A very public debate is raging in the laboratories, pubs, homes and media over the benefits or banning of e-cigarettes. But thankfully sense seems to be prevailing as new research claims that not only is vaping safer and cleaner, but as a result could save upwards of 50,000 smoker’s lives over the coming years.

Last week WHO, the World Health Organisation, announced that they felt a blanket ban should be introduced against e-cigarettes being used in workplaces and public buildings, sending shockwaves through the industry; but were they right?

Absolutely not, say University College London’s (UCL) Professor Robert West and Dr Jamie Brown who published a rebuke to the WHO announcement in the British Journal of General Practice this week stating that their claims were “distorted” and “alarmist commentaries dressed up as evidence”.

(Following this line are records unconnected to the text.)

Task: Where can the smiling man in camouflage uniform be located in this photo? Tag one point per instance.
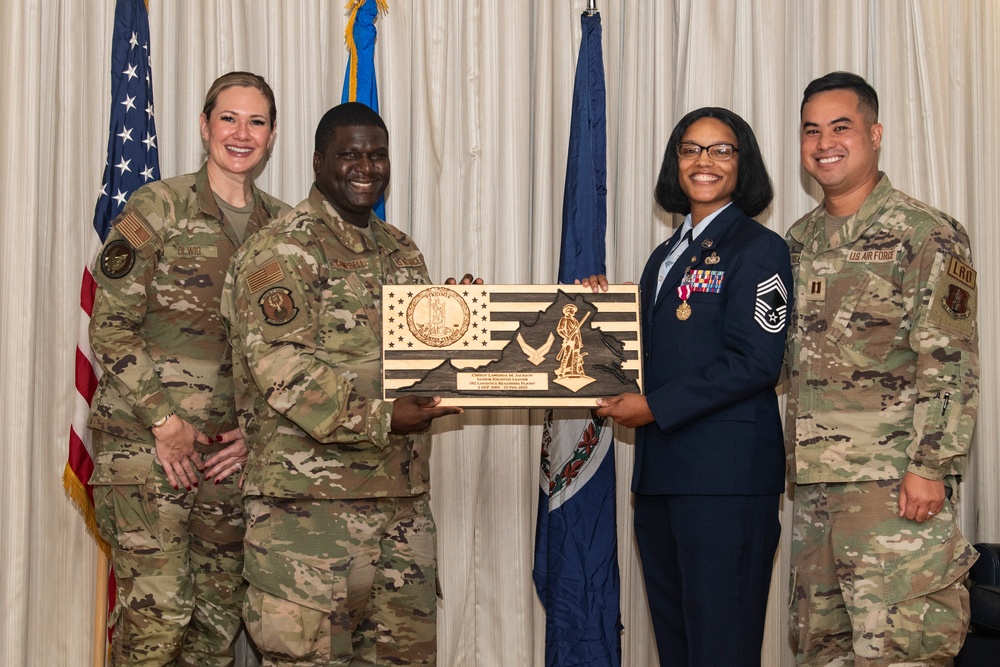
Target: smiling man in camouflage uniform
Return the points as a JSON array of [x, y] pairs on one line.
[[340, 543], [883, 368]]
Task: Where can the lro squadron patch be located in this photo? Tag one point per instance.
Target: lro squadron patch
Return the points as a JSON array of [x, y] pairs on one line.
[[277, 306], [117, 259]]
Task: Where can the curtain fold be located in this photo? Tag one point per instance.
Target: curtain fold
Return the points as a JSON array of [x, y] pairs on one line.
[[477, 98]]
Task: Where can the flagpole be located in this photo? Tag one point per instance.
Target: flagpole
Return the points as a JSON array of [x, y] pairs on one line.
[[101, 610]]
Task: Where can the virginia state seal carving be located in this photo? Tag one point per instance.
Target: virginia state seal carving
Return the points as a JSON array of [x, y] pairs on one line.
[[437, 317]]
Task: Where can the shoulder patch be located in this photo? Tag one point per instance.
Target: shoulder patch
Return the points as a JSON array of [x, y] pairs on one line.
[[266, 276], [961, 271], [134, 229], [117, 259], [954, 301], [278, 306]]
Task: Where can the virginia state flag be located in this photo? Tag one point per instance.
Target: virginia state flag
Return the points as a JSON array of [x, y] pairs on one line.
[[359, 79], [576, 545]]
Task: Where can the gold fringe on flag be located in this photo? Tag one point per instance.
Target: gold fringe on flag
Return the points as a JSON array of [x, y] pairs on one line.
[[76, 491], [352, 8]]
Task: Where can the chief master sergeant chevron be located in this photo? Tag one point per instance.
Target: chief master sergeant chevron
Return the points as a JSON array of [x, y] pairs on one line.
[[883, 387], [340, 547]]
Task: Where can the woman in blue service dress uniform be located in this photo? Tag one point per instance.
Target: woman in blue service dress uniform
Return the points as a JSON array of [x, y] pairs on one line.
[[709, 456]]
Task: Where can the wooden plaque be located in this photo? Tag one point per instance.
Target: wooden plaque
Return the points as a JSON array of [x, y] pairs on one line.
[[510, 345]]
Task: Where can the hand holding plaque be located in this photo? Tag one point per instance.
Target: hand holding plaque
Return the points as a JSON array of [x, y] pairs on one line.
[[510, 345]]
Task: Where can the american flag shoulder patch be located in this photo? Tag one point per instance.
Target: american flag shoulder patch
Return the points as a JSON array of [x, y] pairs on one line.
[[134, 229], [267, 275]]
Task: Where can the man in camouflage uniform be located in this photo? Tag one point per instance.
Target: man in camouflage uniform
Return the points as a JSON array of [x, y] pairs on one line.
[[340, 543], [883, 368], [156, 331]]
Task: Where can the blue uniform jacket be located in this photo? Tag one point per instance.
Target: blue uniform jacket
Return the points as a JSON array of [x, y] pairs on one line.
[[710, 380]]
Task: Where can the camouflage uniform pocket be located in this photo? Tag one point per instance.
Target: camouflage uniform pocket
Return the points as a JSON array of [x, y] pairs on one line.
[[126, 516], [282, 628], [869, 319], [927, 604]]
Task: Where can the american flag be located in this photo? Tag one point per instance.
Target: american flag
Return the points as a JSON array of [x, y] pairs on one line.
[[132, 161]]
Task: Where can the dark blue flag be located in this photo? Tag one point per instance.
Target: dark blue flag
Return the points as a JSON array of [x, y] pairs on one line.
[[576, 546], [359, 79]]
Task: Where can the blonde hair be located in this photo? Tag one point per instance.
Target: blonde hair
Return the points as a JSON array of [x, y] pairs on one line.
[[245, 80]]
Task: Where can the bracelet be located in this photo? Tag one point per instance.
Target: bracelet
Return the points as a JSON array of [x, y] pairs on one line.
[[162, 420]]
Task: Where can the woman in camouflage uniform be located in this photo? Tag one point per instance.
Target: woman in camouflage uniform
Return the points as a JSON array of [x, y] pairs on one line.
[[168, 449]]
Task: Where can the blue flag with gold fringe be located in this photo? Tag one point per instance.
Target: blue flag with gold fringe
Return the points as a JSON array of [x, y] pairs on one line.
[[359, 79], [576, 547]]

But who are these gentlemen to make such assertions? Only a couple of the country’s foremost experts on the subject who have been conducting leading research into smoking and e-cigarettes for years! But they are also not alone, as more and more from the scientific and medical communities start to speak out in favour of e-cigarettes. Inan independent assessment of the research used by WHO,carried out by the National Addiction Centre at King’s College London and the Tobacco Dependence Unit at Queen Mary University,and published in the journal Addiction, the assumptions made by the World Health Organisation were described as“misleading”.

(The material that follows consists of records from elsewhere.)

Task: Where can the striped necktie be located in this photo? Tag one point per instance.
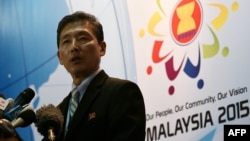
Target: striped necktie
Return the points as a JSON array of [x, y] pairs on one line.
[[74, 101]]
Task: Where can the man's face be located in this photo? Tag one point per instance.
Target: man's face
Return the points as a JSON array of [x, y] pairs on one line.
[[79, 50]]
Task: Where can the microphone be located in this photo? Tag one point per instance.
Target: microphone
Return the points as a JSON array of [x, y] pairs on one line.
[[5, 105], [25, 117], [49, 121], [22, 100], [24, 97]]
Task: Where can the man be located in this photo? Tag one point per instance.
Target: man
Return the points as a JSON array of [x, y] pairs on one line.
[[108, 109]]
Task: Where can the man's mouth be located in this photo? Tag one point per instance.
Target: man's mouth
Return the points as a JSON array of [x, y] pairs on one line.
[[75, 59]]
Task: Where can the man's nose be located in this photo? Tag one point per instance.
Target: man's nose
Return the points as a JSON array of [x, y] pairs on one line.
[[75, 45]]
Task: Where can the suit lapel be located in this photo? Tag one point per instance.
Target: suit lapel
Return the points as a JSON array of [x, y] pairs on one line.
[[91, 93]]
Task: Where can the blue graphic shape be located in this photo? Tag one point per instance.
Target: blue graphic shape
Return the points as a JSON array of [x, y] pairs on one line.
[[28, 46]]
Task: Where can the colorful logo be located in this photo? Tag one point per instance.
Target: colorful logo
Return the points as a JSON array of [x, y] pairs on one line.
[[185, 25]]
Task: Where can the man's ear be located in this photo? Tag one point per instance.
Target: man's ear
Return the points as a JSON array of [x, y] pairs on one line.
[[102, 48]]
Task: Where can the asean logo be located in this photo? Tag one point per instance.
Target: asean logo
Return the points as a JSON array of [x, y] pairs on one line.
[[186, 21]]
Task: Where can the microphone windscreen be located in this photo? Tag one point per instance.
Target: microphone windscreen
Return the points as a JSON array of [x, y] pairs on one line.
[[24, 119], [48, 117], [24, 97]]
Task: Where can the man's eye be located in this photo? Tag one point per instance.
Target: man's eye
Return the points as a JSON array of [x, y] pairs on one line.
[[83, 39], [66, 41]]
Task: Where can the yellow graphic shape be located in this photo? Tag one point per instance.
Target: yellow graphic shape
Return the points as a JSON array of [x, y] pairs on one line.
[[160, 7], [155, 19], [184, 13], [235, 6], [219, 21]]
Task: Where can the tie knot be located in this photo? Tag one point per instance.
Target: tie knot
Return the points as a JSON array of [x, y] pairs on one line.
[[75, 94]]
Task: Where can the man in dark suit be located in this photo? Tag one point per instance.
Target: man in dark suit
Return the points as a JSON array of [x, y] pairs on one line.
[[108, 109]]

WHO’s announcement was simply a knee-jerk reaction to the soaring popularity of a practice which makes bold claims about helping smokers to quit, but that some feel had not been investigated deeply enough to endorse. But their review of e-cigarettes has immediately been disputed as not only wrong, but also based on misinterpretation of data. So what are the issues WHO and others were worried about, and are they right to be concerned?

  1. Suggestions that e-cigarettes could be as harmful as tobacco are just plain “bizarre”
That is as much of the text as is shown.